The Health Level Seven (HL7)27 standard is a set of
international standards dedicated to providing a
comprehensive framework and related standards for the
exchange, integration, sharing and retrieval of electronic
health information that supports clinical practice and
the management, delivery and evaluation of health
services. HL7 requires using standardized terminologies
to represent health data. Besides developing its own
standardized code sets to identify administrative data
such as gender code, data type, and status codes, HL7 has
employed existing standardized health KOSs to support
unambiguously health information exchange.

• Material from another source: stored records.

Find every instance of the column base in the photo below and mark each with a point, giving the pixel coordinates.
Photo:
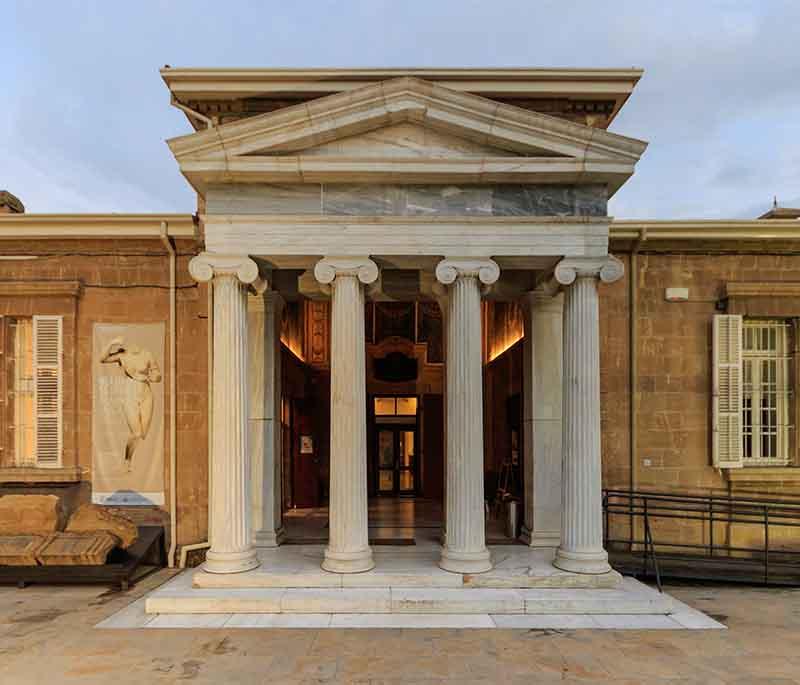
(540, 538)
(270, 538)
(593, 563)
(231, 562)
(465, 562)
(348, 562)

In general, health KOS standards are essential parts of the
framework supporting unique applications and services for
healthcare research and practice. Initiatives to understand
the evolution and spread of viruses are necessary for public
health measures as well as for surveillance and tracking.
As viruses evolve rapidly, it becomes necessary to make
inferences about their epidemic history from genomic data,
and this is possible if the right applications can be created
to quickly harness the genomic data. No matter whether it
is during a pandemic or not, data integration will be a vital
component in the delivery of quality services as data are
ingested, captured, and collected from multiple sources.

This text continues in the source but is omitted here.